At this point, the master has become the standby and is now up-to-date. Repeat
the process again to upgrade the new standby and return the master/standby
assignments to normal.

✗ TODO: Test this process

## Major version upgrades

This process will incur a longer service degredation. The services will be in
read-only mode for up to 30 minutes.

1. Complete the failover procedure
1. Stop replication on the standby: `select pg_xlog_replay_pause()`
1. Perform the upgrade and reboot the host
1. Sanity check the database
1. Reverse the failover procedure
1. Complete the "Preparing the hot standby" procedure to rebuild the standby
   from scratch; do system updates and reboot

✗ TODO: Test this process

# Accessing past data

The easiest way to do this is likely to be mounting an old version of the ZFS
dataset on either the master or standby server, and running a secondary
PostgreSQL instance from it.

✗ TODO: Test this process

# Changes to make on the next primary reboot

- Set `wal_level` to replica; we are not going to use logical replication. TODO:
  Will this create WAL files which are incompatible with one another?
- Drop the `archive_command` and set `archive_mode` to off; we're going to use
  streaming replication instead of log shipping.

# Open questions

- What is the plan of execution for replacing the server hardware?
- How often are WALs recycled, how far into the past can we peek?
- Can we/should we detect failure conditions and automate the failover
  procedure?
- What kinds of monitoring and alarms can we/should we set up?
- How can we maintain an ongoing high level of confidence in our system?

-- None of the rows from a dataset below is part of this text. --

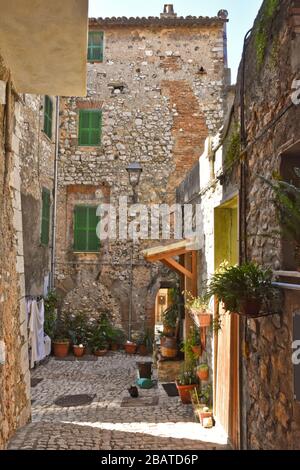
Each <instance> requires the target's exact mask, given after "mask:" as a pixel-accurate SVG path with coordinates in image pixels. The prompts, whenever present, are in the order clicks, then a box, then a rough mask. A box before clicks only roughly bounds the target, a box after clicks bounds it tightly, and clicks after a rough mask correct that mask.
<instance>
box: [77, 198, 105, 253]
mask: <svg viewBox="0 0 300 470" xmlns="http://www.w3.org/2000/svg"><path fill="white" fill-rule="evenodd" d="M96 211H97V207H92V206H76V207H75V209H74V251H81V252H82V251H83V252H95V251H99V247H100V241H99V238H98V237H97V233H96V229H97V225H98V223H99V217H98V216H97V215H96Z"/></svg>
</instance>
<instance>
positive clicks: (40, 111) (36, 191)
mask: <svg viewBox="0 0 300 470" xmlns="http://www.w3.org/2000/svg"><path fill="white" fill-rule="evenodd" d="M50 99H51V100H52V103H53V115H52V138H51V139H50V138H49V137H48V136H47V135H46V134H45V132H44V131H43V128H44V103H45V97H44V96H38V95H28V94H26V95H23V100H22V101H21V112H20V156H21V197H22V217H23V244H24V261H25V286H26V294H27V295H43V294H44V286H45V287H47V285H48V286H49V281H50V279H49V274H50V269H51V266H50V256H51V246H52V241H51V221H50V228H49V243H48V245H47V246H45V245H42V243H41V216H42V191H43V189H46V190H48V191H49V192H50V200H51V206H52V202H53V177H54V155H55V142H54V140H55V97H50ZM51 215H52V210H50V219H51Z"/></svg>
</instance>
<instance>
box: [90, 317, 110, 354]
mask: <svg viewBox="0 0 300 470" xmlns="http://www.w3.org/2000/svg"><path fill="white" fill-rule="evenodd" d="M107 324H108V320H107V317H106V315H102V316H101V317H100V319H99V320H98V321H97V322H96V324H93V325H92V327H91V334H90V337H89V345H90V347H91V349H92V351H93V353H94V354H95V356H104V355H105V354H106V353H107V351H108V347H109V340H108V334H107Z"/></svg>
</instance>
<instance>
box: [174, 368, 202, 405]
mask: <svg viewBox="0 0 300 470" xmlns="http://www.w3.org/2000/svg"><path fill="white" fill-rule="evenodd" d="M176 387H177V390H178V393H179V396H180V399H181V401H182V403H183V404H185V405H187V404H189V403H191V401H192V399H191V392H192V391H193V390H194V389H195V388H196V387H197V377H196V374H195V371H194V369H193V368H189V369H186V368H185V366H184V368H183V369H182V370H181V373H180V376H179V377H178V378H177V380H176Z"/></svg>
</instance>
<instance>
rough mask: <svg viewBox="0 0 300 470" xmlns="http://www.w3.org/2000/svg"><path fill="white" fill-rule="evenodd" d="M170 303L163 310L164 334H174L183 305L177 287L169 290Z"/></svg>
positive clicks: (162, 318)
mask: <svg viewBox="0 0 300 470" xmlns="http://www.w3.org/2000/svg"><path fill="white" fill-rule="evenodd" d="M170 297H171V305H170V306H169V307H168V308H167V309H166V310H165V311H164V312H163V316H162V322H163V326H164V330H163V332H164V334H165V335H166V336H174V335H175V331H176V325H177V322H178V320H179V318H180V313H181V309H182V306H183V303H182V297H181V294H180V291H179V289H178V288H177V287H176V288H174V289H171V290H170Z"/></svg>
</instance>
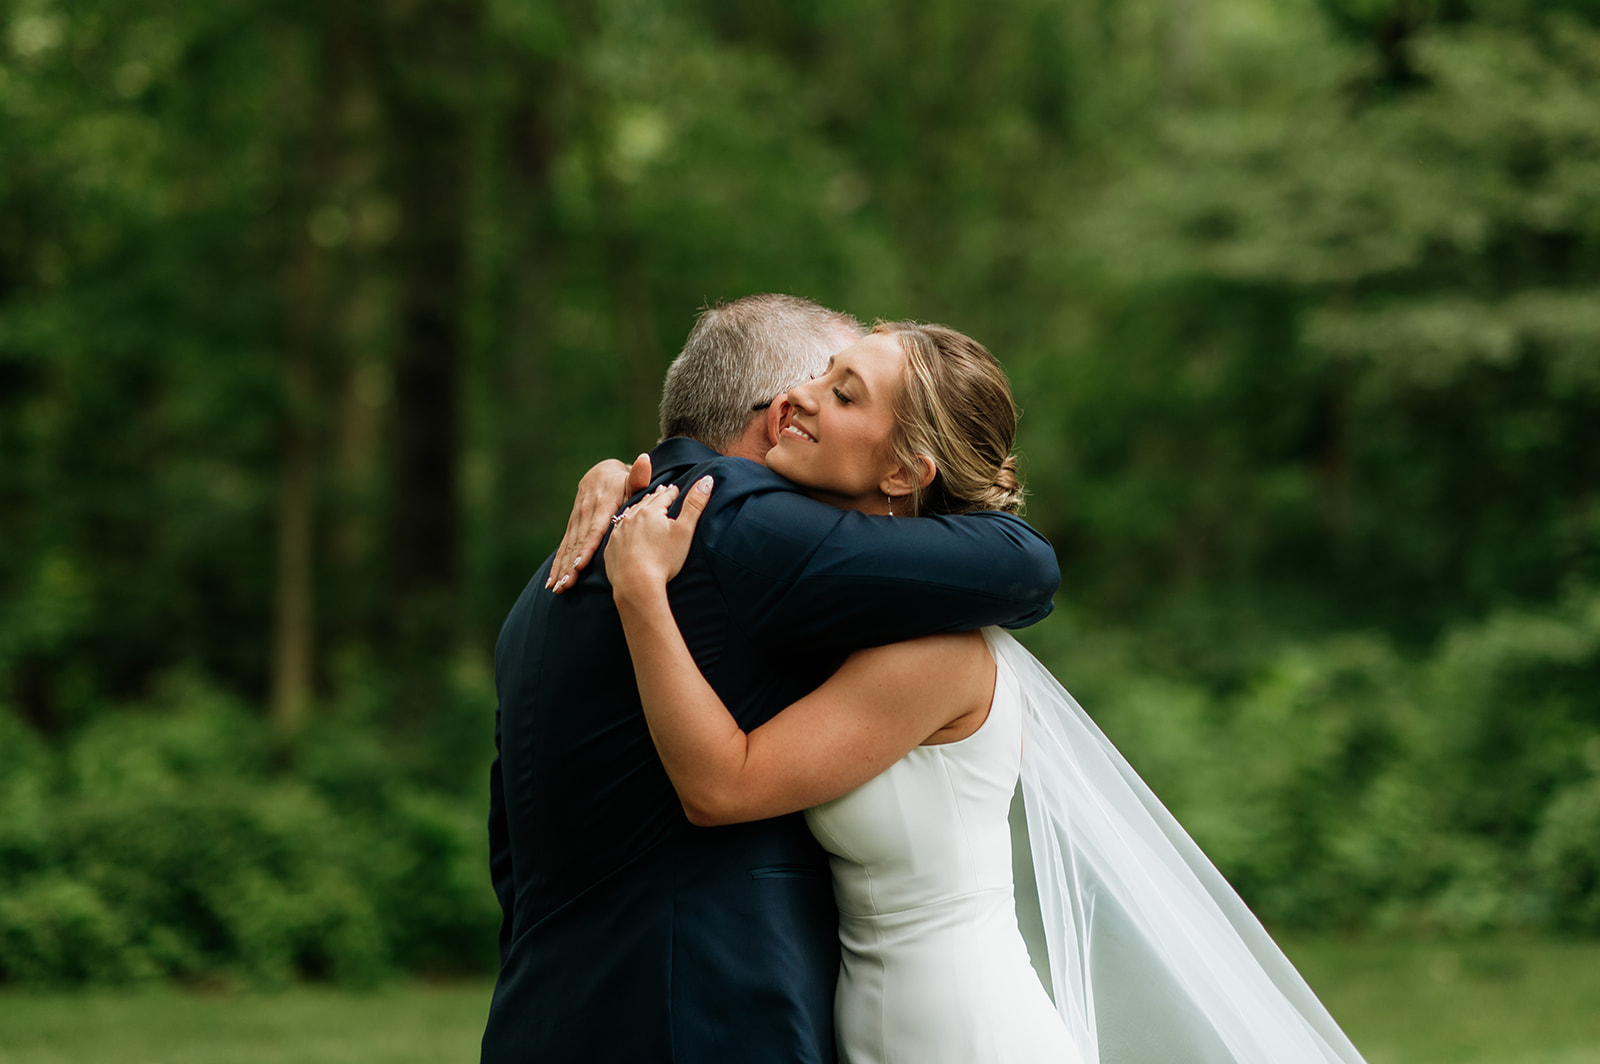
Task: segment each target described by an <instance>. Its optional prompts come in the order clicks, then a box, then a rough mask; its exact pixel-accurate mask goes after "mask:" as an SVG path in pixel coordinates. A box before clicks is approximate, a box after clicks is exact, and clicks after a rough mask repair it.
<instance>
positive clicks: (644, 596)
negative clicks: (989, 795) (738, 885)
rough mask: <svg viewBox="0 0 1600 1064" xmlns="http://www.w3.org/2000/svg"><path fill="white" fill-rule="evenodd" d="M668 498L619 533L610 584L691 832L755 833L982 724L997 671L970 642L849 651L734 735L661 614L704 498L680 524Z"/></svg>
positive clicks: (651, 506) (642, 512) (606, 573)
mask: <svg viewBox="0 0 1600 1064" xmlns="http://www.w3.org/2000/svg"><path fill="white" fill-rule="evenodd" d="M674 496H675V493H674V490H667V491H659V493H656V494H653V496H648V498H646V499H643V501H642V502H638V504H637V506H635V507H634V509H632V510H630V512H629V515H627V517H626V518H624V520H622V522H621V523H619V525H618V528H616V531H613V533H611V541H610V544H608V546H606V574H608V578H610V579H611V587H613V595H614V598H616V606H618V613H619V614H621V619H622V629H624V632H626V635H627V648H629V653H630V654H632V658H634V674H635V677H637V678H638V693H640V699H642V701H643V706H645V718H646V722H648V723H650V734H651V738H653V739H654V742H656V749H658V752H659V754H661V763H662V765H664V766H666V770H667V776H669V778H670V779H672V786H674V787H675V789H677V792H678V798H680V800H682V802H683V811H685V813H686V814H688V818H690V821H693V822H694V824H701V826H710V824H734V822H741V821H757V819H765V818H770V816H779V814H782V813H794V811H795V810H803V808H808V806H813V805H818V803H821V802H827V800H830V798H837V797H838V795H842V794H846V792H850V790H853V789H854V787H858V786H861V784H862V782H866V781H867V779H872V778H874V776H877V774H878V773H882V771H883V770H885V768H888V766H890V765H893V763H894V762H896V760H899V758H901V757H902V755H904V754H906V752H907V750H910V749H912V747H915V746H918V744H920V742H923V741H925V739H928V738H930V736H934V734H936V733H939V731H941V730H942V728H946V726H949V725H952V722H960V720H963V718H968V717H973V718H974V720H976V722H979V723H981V718H982V715H984V714H986V712H987V707H989V701H990V698H992V694H994V661H992V659H990V658H989V651H987V648H986V646H984V642H982V637H981V635H978V634H976V632H966V634H950V635H931V637H926V638H918V640H910V642H906V643H894V645H891V646H877V648H872V650H864V651H858V653H854V654H851V656H850V659H848V661H846V662H845V664H843V666H842V667H840V669H838V672H835V674H834V677H832V678H830V680H829V682H827V683H824V685H822V686H821V688H818V690H816V691H813V693H811V694H808V696H806V698H803V699H800V701H798V702H795V704H792V706H789V707H787V709H784V710H782V712H781V714H778V715H776V717H773V718H771V720H770V722H768V723H765V725H762V726H760V728H757V730H755V731H752V733H746V731H744V730H741V728H739V725H738V722H734V718H733V715H731V714H730V712H728V709H726V706H723V702H722V699H720V698H718V696H717V693H715V691H714V690H712V686H710V685H709V683H707V682H706V677H702V675H701V670H699V667H698V666H696V664H694V658H693V656H691V654H690V651H688V646H686V645H685V643H683V635H682V634H680V632H678V626H677V621H675V619H674V616H672V608H670V605H669V602H667V582H669V581H670V579H672V578H674V576H675V574H677V571H678V570H680V568H682V565H683V558H685V557H686V555H688V544H690V539H691V538H693V533H694V522H698V518H699V512H701V510H704V507H706V501H707V499H709V491H706V493H701V491H698V490H691V491H690V498H688V499H686V501H685V504H683V514H682V515H680V518H678V520H670V518H669V517H667V506H669V504H670V502H672V499H674ZM950 738H958V734H955V736H950Z"/></svg>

It may be possible to *always* service SELECT statements from either the primary
or standby. If we eventually require load balancing, these queries could be
eligible. However, queries (or transactions?) which mutate the database may only
be executed on the primary. Therefore:

- If we require more capacity for writes, is vertical scaling our only option?
- In the event of a primary outage, are we able to transparently direct reads
  to the standby?
- Can application-level changes be implemented which would allow for reduced
  service availability (read-only) in the event of a primary outage?
- If applications cannot write to the database, but can write to other data
  stores (filesystem, redis, etc), can inconsistent states be produced?
- Can we simulate typical and excessive levels of application traffic against
  the database for mock scenarios?

# Mock contingency scenarios

We need to set up a test network with a primary and standby and induce failure
scenarios to learn how our applications behave under those conditions and
practice the failure resolution steps. Such a test network is already partially
provisioned on Drew's home network.

This will require at least the following:

- A couple of sr.ht applications (meta.sr.ht and git.sr.ht would be good)
- A primary and standby PostgreSQL server

We should play out the following scenarios:

- Promoting the standby to the primary
- Shut down the primary or standby without pre-preparation
- Accessing the database state at an arbitrary point in the past
- Bringing the standby back up to date after a primary outage
- Major and minor version upgrades (pg 11 to 12)
- Host OS upgrades (Alpine 3.11 to 3.12 or edge)
- Cause a ZFS resilver on the primary and monitor database performance: does
  this trigger a "soft outage" where performance is awful but the database is
  ostensibly online?

At each stage of these processes, observe application behavior and record these
observations.

# Verification process

The whole setup needs to be performed on a secondary deployment and each service
carefully tested under normal and failure mode conditions. Of particular
interest is:

- Do git.sr.ht's more sophisticated pg commands from the SSH pipeline work
  correctly?
- Does lists.sr.ht's prepared statements get along well with pgbouncer?
- Do all services work reasonably well in a read-only mode?
- Do all services work correctly with pgbouncer's transaction mode?